“personal” websites in the time of AI

An original journey through various thoughts and feels on the web that was and future so bright we have to prompt Wix AI.

TechCrunch.com announcement of WixAI

Yesterday I had the privilege of attending an online presentation by Olia Lialina via Reclaim Hosting – https://www.youtube.com/watch?v=O1cKASjX85w.

Olia Lialina is among the best-known participants in the 1990s net.art scene – an early-days, network-based art pioneer. Her early work had a great impact on recognizing the Internet as a medium for artistic expression and storytelling. This century her continuous and close attention to Internet architecture, “net.language” and vernacular web has made her an important voice in contemporary art and new media theory. Lialina is credited with founding one of the earliest web galleries, Art Teleportacia. She is cofounder and keeper of One Terabyte of Kilobyte Age archive and a professor at Merz Akademie in Stuttgart, Germany, and a GIF model.

(from the presentation introduction)

While we participants were very nostalgic going through all the example websites Olia presented, the point was NOT to be nostaligic about the past web. The point was it’s not in the past, but just a path among many that large numbers of people have followed. The paths are still there, but some are disappearing (and Olia is attempting to archive as much as possible). The hope being that folks will still try to own their websites, and set a flag there for people to discover and engage in. There is quite a collection of websites with background/midi/mods in them. All of which still work and playback when you view them through archive. No doubt these are efforts of individuals seeking to express themselves and find like minded folks. It wasn’t about necessarily being an influencer or being monetized on a platform. But now that’s all changed. But to Olia’s credit, she’s archived a number of those sites of Geocities that popped up after 1995. https://blog.geocities.institute/about. And it’s good to see what the breadth and scale of that community was. So having attended the presentation and taken away some of Olia’s ideas of how to think of the web, I can help but stick on the Wix ADI (artificial design intelligence) section at 46:16 in the YT of the presentation: https://youtu.be/O1cKASjX85w?t=2776

Because today I see this article on Wix all about AI prompting your website into existence: https://techcrunch.com/2023/07/17/wixs-new-tool-can-create-entire-websites-from-prompts/

The headline is grabby, borderline click-baity. It breathlessly touts all the design and so forth and what Wix has done harnessing a ChatGPT-style front end where you “wish” into the prompts what you want and pass judgement on the results. Prompting as you go. No need to learn anything other than how be a prompt engineer for Wix AI. But I will give TechCrunch credit along with the author of the article (Kyle Wiggers). There is a “downside” near the end,…

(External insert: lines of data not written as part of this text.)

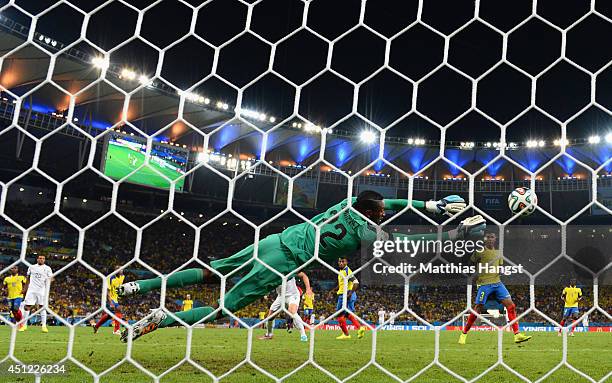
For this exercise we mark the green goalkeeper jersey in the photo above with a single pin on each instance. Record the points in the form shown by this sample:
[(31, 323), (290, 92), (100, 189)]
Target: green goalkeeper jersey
[(340, 237)]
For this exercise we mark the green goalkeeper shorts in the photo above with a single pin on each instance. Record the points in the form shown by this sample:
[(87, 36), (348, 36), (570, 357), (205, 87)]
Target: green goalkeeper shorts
[(259, 279)]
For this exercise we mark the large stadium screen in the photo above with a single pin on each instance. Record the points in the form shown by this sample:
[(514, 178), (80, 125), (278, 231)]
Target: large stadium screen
[(125, 153)]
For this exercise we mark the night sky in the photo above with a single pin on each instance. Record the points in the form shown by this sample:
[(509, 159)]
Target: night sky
[(562, 90)]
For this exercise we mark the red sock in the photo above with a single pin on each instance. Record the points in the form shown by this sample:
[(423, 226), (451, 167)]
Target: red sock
[(342, 322), (17, 315), (354, 320), (116, 322), (470, 322), (512, 316), (102, 320)]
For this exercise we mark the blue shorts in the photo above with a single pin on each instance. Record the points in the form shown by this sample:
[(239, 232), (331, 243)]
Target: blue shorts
[(349, 305), (495, 291), (569, 311), (15, 303)]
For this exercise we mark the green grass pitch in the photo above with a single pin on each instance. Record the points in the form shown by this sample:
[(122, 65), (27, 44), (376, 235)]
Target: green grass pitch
[(117, 166), (402, 353)]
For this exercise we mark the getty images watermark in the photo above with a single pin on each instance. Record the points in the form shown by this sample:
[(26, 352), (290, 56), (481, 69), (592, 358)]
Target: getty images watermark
[(434, 259), (412, 254)]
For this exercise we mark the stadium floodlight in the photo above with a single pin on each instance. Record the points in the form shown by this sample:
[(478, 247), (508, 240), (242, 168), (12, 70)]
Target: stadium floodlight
[(367, 136), (311, 128), (100, 62), (594, 140), (144, 80), (127, 74), (202, 157)]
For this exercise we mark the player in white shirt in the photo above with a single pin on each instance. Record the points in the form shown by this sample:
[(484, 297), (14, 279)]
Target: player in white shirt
[(381, 316), (392, 318), (39, 279), (292, 299)]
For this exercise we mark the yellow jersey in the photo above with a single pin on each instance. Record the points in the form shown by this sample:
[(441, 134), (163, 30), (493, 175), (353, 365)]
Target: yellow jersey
[(113, 284), (491, 258), (308, 302), (572, 294), (348, 274), (14, 283)]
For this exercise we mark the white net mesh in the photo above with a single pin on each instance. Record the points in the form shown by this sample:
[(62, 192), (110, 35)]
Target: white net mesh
[(264, 127)]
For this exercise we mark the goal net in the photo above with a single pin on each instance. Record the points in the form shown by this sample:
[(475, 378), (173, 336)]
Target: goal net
[(144, 135)]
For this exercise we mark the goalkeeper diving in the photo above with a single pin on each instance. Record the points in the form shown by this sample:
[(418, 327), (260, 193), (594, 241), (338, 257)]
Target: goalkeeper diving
[(342, 232)]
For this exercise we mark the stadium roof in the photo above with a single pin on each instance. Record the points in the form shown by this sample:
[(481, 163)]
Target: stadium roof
[(412, 143)]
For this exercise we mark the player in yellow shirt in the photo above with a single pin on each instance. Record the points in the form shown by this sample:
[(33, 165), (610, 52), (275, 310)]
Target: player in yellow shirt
[(491, 286), (309, 308), (345, 272), (571, 295), (187, 303), (14, 284), (112, 302)]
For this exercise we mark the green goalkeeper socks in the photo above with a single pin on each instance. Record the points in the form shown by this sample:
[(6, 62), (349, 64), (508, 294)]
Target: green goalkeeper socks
[(178, 279), (190, 317)]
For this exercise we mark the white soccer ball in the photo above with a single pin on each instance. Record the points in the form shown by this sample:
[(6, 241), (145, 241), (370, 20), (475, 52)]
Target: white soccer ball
[(521, 198)]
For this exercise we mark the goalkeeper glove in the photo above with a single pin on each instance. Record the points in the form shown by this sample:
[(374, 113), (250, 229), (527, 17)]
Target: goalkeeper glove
[(450, 205), (469, 228)]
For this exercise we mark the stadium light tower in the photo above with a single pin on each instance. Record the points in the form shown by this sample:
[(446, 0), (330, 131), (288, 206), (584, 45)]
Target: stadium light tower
[(367, 136), (594, 140), (100, 62)]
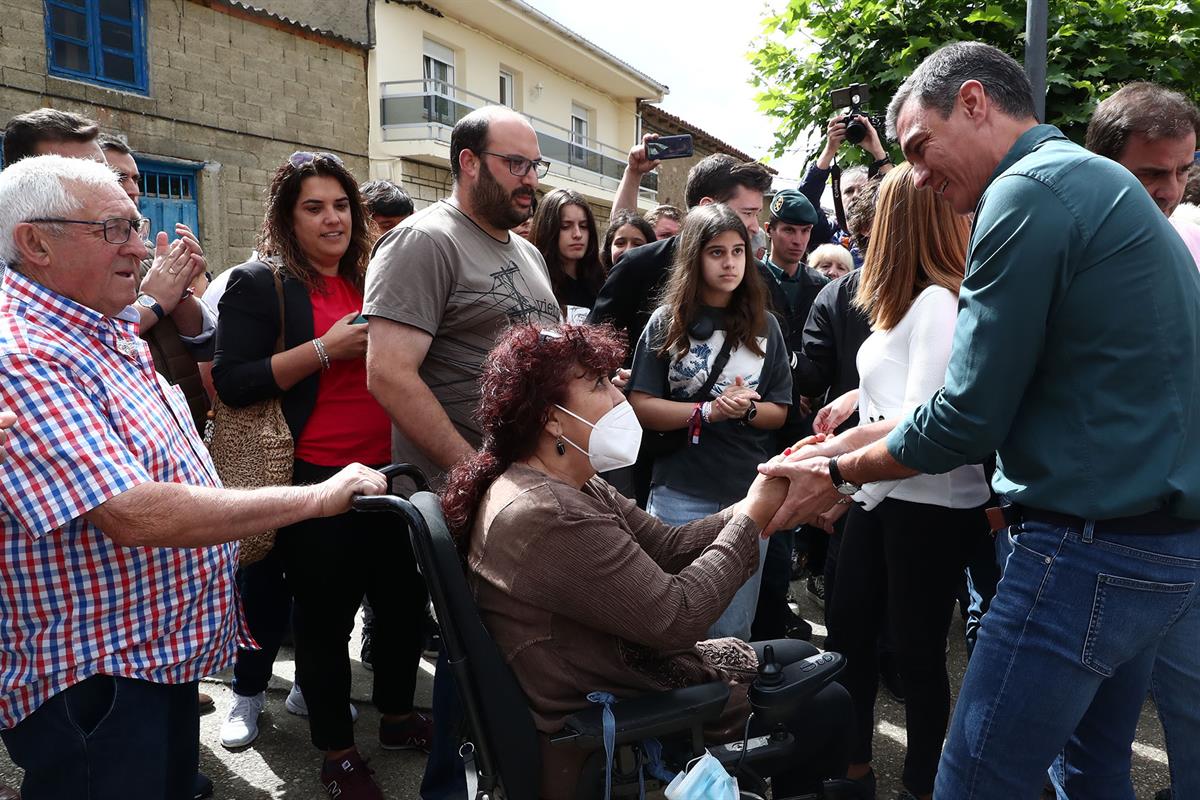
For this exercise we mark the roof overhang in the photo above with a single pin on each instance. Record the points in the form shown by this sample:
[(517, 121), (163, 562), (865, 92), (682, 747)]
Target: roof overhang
[(532, 32)]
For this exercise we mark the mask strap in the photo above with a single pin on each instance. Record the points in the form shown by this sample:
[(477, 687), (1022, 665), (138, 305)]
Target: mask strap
[(581, 420), (591, 425)]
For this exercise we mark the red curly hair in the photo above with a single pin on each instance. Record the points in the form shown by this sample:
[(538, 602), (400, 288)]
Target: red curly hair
[(526, 373)]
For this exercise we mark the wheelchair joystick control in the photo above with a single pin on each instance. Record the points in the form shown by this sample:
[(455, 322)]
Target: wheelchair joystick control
[(771, 673)]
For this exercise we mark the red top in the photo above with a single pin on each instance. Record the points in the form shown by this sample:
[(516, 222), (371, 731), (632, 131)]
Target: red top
[(347, 425)]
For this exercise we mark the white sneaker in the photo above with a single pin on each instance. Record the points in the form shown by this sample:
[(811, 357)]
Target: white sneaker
[(241, 727), (297, 704)]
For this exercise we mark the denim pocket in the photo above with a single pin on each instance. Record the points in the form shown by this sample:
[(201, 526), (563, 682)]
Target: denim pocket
[(1128, 614), (90, 702)]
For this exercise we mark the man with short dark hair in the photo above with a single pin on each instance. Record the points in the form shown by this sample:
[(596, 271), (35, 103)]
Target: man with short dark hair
[(51, 131), (630, 293), (666, 221), (387, 203), (441, 289), (184, 334), (1074, 359), (1151, 131)]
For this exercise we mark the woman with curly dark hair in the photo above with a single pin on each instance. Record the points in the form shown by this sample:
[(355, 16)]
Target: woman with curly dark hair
[(580, 588), (313, 256)]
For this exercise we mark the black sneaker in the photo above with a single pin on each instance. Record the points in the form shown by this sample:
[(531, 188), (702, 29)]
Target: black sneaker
[(414, 733), (816, 588), (367, 655)]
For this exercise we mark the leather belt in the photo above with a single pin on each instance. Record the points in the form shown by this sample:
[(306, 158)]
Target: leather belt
[(1155, 522)]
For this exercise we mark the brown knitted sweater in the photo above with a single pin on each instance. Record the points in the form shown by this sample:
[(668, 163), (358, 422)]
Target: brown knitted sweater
[(585, 591)]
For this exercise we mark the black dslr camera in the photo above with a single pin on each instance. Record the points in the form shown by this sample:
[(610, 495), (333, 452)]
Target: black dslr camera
[(852, 96)]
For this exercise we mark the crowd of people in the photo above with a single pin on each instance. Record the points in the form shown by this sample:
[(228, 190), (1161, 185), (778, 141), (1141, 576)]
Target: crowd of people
[(975, 386)]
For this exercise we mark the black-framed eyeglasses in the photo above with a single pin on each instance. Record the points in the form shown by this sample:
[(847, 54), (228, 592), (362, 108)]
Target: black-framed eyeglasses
[(520, 166), (301, 157), (117, 229)]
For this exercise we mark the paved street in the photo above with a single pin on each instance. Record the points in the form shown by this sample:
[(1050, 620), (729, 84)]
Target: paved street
[(282, 764)]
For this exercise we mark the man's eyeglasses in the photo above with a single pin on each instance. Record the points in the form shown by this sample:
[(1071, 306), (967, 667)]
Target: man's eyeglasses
[(301, 157), (117, 230), (519, 164)]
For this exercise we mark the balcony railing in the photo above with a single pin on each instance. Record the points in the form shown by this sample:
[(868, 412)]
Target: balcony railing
[(429, 109)]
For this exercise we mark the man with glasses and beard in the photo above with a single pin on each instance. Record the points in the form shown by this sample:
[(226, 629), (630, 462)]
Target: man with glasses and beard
[(441, 289)]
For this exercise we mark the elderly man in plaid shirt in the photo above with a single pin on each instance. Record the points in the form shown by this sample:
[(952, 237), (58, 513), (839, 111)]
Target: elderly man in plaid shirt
[(117, 541)]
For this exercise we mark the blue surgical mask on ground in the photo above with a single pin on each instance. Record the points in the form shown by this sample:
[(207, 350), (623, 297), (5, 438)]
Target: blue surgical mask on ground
[(707, 780), (616, 438)]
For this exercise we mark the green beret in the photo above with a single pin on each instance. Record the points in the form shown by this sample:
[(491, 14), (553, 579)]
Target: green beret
[(791, 206)]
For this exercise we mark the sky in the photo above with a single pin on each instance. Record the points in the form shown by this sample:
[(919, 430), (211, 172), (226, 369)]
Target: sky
[(661, 38)]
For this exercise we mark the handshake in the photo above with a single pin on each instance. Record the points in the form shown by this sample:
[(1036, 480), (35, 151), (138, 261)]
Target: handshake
[(811, 494), (811, 498)]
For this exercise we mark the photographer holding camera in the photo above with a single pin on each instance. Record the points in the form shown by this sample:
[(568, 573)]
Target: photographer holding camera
[(813, 186)]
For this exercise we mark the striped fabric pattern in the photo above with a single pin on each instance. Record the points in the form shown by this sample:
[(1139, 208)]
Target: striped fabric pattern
[(94, 421)]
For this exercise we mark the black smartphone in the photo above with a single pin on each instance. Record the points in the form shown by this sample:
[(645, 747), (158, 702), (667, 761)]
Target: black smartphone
[(669, 146)]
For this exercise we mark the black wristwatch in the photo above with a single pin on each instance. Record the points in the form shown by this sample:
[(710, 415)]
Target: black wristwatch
[(843, 486), (147, 301)]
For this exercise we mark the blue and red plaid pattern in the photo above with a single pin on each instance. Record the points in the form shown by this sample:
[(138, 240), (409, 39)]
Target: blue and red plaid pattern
[(94, 421)]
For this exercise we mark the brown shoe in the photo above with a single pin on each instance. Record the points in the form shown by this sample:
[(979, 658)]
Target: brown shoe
[(349, 779)]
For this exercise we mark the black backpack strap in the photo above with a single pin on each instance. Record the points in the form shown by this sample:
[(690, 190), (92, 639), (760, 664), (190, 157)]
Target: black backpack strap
[(723, 359)]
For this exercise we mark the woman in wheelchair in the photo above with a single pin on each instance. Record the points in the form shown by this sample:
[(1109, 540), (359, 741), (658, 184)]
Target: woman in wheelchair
[(581, 589)]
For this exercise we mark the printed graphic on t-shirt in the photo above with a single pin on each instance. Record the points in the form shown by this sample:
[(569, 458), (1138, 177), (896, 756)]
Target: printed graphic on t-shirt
[(688, 376), (509, 294)]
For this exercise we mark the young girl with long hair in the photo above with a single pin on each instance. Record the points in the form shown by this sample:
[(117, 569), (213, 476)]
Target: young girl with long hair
[(712, 368), (904, 549), (564, 232)]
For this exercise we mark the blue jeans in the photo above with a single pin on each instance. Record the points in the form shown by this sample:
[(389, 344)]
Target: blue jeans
[(1065, 653), (677, 509), (111, 738)]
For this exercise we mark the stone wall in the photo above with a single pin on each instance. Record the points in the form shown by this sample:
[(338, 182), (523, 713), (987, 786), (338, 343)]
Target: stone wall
[(231, 92)]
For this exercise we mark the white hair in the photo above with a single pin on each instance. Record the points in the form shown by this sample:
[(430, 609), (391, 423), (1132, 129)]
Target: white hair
[(46, 186)]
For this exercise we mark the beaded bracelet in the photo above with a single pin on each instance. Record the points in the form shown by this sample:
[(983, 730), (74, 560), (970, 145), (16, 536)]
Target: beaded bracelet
[(321, 353)]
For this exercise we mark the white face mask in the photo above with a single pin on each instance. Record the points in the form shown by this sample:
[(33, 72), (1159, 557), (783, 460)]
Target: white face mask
[(616, 438)]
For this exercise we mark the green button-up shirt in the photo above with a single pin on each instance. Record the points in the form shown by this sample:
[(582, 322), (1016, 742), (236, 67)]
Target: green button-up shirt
[(1077, 350)]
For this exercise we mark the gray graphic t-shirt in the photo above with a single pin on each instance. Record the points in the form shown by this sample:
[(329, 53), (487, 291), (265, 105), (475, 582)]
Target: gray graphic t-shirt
[(441, 272)]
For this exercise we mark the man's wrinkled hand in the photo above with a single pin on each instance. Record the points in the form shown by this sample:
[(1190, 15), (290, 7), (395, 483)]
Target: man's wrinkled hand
[(810, 492), (336, 494)]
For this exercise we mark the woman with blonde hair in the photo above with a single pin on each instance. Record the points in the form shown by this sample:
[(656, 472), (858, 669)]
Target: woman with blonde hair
[(906, 542)]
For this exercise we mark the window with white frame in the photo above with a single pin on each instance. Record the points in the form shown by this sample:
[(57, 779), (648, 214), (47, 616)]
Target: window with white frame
[(438, 72), (581, 137)]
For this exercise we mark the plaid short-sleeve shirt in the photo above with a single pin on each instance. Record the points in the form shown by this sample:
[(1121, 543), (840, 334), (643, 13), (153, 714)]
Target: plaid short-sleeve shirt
[(94, 421)]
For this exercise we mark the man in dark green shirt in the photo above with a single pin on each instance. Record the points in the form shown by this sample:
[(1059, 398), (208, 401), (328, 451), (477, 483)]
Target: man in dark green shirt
[(1077, 359)]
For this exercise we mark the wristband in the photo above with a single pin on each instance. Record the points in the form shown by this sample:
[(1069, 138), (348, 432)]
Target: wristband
[(321, 353), (697, 413)]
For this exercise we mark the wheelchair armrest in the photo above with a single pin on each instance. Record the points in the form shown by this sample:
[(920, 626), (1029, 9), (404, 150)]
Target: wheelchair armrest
[(799, 683), (651, 715)]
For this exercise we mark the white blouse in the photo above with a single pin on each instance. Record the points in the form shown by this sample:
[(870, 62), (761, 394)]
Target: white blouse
[(899, 370)]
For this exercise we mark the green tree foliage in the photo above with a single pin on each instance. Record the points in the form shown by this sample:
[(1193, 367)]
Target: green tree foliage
[(1093, 48)]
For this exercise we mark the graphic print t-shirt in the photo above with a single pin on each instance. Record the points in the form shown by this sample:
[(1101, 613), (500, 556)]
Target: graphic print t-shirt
[(443, 274), (725, 462)]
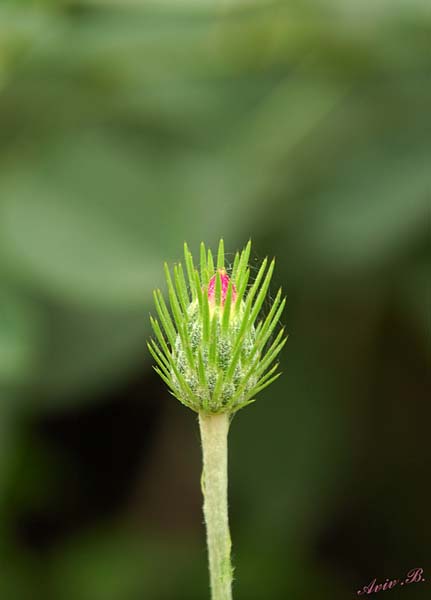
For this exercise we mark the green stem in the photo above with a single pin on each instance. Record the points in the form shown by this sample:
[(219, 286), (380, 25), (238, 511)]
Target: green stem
[(214, 430)]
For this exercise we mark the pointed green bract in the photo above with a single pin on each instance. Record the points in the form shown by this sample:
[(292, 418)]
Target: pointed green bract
[(212, 348)]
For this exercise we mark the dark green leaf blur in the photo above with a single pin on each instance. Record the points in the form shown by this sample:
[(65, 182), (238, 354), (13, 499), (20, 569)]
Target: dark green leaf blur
[(128, 127)]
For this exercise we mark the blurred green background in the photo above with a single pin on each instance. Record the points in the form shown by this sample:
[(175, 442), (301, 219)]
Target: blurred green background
[(127, 127)]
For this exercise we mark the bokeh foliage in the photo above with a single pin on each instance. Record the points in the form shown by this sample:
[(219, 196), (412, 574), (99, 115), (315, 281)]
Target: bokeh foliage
[(129, 127)]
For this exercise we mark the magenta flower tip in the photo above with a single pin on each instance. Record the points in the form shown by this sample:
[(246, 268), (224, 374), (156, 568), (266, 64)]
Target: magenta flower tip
[(224, 287)]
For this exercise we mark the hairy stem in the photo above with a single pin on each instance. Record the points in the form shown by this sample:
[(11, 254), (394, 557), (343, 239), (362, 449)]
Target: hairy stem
[(214, 430)]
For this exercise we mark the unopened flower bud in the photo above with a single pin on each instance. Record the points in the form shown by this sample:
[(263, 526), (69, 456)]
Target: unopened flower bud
[(224, 278), (214, 349)]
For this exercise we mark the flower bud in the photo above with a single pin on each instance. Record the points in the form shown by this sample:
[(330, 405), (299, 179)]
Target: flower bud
[(224, 278), (214, 349)]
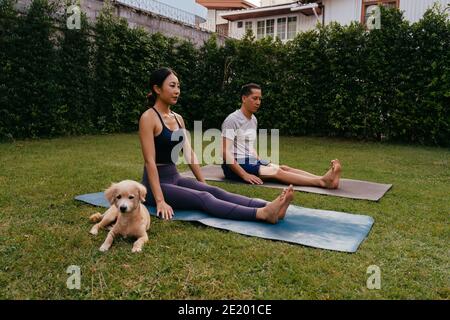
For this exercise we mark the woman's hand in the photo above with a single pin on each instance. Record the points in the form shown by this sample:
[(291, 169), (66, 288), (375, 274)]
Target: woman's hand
[(164, 211)]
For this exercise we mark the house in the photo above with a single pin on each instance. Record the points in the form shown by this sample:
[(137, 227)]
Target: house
[(284, 19), (214, 21)]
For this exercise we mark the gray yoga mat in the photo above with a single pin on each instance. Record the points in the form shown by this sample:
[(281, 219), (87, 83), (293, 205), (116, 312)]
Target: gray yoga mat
[(322, 229), (354, 189)]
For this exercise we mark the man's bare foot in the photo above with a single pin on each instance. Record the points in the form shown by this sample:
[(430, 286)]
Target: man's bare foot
[(337, 169), (270, 212), (286, 198), (331, 179)]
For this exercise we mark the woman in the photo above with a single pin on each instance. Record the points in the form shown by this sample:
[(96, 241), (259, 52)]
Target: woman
[(158, 127)]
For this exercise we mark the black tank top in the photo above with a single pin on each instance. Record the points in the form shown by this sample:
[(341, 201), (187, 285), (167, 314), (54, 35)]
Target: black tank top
[(166, 141)]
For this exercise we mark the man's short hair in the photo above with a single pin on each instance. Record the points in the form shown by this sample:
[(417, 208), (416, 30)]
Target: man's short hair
[(246, 90)]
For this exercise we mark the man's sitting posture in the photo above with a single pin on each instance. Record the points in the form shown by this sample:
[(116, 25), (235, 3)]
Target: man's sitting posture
[(241, 161)]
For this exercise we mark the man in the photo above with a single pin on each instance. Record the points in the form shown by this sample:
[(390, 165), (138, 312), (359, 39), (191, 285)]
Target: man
[(241, 160)]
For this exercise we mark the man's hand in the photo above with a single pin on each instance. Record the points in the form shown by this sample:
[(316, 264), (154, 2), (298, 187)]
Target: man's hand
[(252, 179)]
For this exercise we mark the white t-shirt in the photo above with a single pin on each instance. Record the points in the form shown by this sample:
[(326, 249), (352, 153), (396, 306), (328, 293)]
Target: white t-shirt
[(238, 128)]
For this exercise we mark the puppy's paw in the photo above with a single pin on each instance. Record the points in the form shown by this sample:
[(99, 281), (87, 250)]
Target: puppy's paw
[(104, 248), (96, 217), (136, 249)]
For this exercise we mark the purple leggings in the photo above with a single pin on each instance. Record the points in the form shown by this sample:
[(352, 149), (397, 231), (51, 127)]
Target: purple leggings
[(189, 194)]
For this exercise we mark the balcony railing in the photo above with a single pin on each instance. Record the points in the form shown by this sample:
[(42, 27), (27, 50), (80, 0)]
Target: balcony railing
[(165, 10)]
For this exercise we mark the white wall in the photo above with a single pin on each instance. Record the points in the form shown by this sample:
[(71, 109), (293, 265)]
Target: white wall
[(414, 9), (342, 11), (304, 23)]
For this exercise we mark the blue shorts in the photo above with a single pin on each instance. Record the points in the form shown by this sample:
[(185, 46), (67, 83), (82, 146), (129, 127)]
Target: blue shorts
[(250, 165)]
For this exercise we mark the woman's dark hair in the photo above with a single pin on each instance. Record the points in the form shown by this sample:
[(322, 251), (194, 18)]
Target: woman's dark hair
[(246, 90), (157, 78)]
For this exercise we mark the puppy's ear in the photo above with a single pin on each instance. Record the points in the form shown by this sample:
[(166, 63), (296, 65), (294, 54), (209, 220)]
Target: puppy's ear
[(110, 193), (142, 192)]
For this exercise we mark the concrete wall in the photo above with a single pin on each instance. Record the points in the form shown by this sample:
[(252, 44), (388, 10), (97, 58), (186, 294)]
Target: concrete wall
[(153, 23)]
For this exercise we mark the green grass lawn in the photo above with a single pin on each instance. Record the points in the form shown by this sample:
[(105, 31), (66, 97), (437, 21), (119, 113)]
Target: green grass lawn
[(43, 230)]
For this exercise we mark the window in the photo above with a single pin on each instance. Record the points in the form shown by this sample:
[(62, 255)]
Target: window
[(248, 26), (260, 29), (292, 27), (281, 28), (369, 5), (270, 28)]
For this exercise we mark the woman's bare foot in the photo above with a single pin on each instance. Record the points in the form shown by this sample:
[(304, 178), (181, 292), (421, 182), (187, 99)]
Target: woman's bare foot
[(286, 198)]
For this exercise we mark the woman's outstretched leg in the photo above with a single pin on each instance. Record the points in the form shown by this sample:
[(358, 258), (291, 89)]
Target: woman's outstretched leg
[(188, 199), (221, 194)]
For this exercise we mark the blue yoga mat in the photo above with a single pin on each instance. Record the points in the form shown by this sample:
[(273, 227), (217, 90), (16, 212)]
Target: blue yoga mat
[(322, 229)]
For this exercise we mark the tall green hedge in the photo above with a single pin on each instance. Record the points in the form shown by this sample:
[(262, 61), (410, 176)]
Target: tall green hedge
[(391, 84)]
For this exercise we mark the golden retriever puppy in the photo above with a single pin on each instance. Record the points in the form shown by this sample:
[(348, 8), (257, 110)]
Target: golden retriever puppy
[(133, 218)]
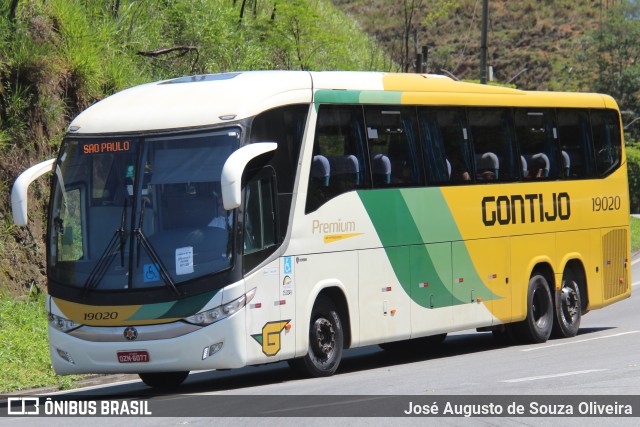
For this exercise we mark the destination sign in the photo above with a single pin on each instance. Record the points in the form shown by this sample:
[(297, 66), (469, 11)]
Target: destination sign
[(106, 147)]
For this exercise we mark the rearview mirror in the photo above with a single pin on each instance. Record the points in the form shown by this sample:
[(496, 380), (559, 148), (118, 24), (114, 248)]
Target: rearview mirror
[(231, 179), (19, 192)]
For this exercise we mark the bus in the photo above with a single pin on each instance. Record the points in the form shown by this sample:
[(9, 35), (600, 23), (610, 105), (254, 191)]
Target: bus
[(224, 220)]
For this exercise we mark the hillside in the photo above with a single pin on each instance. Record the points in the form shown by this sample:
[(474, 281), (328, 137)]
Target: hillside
[(531, 43)]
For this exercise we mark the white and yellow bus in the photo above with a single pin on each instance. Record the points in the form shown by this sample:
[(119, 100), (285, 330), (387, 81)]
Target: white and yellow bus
[(225, 220)]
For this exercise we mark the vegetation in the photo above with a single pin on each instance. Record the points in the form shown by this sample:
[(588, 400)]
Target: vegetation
[(24, 348)]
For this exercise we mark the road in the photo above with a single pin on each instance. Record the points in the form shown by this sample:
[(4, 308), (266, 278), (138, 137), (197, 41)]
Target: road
[(604, 359)]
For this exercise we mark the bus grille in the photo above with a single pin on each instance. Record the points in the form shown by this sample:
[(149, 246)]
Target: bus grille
[(615, 275)]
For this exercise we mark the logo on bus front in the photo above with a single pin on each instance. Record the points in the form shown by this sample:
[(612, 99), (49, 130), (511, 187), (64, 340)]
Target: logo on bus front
[(270, 338)]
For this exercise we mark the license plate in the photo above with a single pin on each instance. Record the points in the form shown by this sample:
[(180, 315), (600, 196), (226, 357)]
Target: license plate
[(140, 356)]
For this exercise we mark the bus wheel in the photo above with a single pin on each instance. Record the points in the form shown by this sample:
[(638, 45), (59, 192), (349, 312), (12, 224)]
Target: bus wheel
[(568, 309), (163, 379), (326, 341), (536, 328)]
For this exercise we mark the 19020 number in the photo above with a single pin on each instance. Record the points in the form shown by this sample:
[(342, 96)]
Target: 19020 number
[(101, 315), (606, 203)]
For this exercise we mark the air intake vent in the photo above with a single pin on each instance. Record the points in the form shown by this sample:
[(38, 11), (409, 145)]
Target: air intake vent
[(615, 258)]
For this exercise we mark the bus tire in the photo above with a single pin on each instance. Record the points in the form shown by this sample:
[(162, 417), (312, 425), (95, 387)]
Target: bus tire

As The Verge’s James Vincent wrote in a recent piece, generative AI models are changing the economy of the web — making it cheaper and easier to generate lower-quality content. Newsguard, a company that provides tools for vetting news sources, has exposed hundreds of ad-supported sites with generic-sounding names featuring misinformation created with generative AI.

From Kyle Wiggers article on TechCrunch, “Wix’s new tool can create entire websites from prompts”

So imagine if something as big, and variety filled as Geocities suddenly sprung up, whole, overnight?! And it was just one low quality, auto-generated, placeholder of site, purporting to be a community but just empty of individuals laboring away making the thing. Wouldn’t it just be a kind Internet Pollution, prompted into existence on a massive scale? Almost like the Pacific Ocean Guyre, swirling about where all the plastic floating debris gathering. How would you know? How could you tell? And worse yet, what if it’s got payments, transaction, eCommerce all built-in. The AI is a might lever, the attractiveness is there. But the potential for Internet Pollution is too. And I would say, thank goodness for folks like Olia, who are able to know/verify their sources and draw from teh web that was. Because it’s soon to be overwhelmed by the tsunami of prompted web that will be.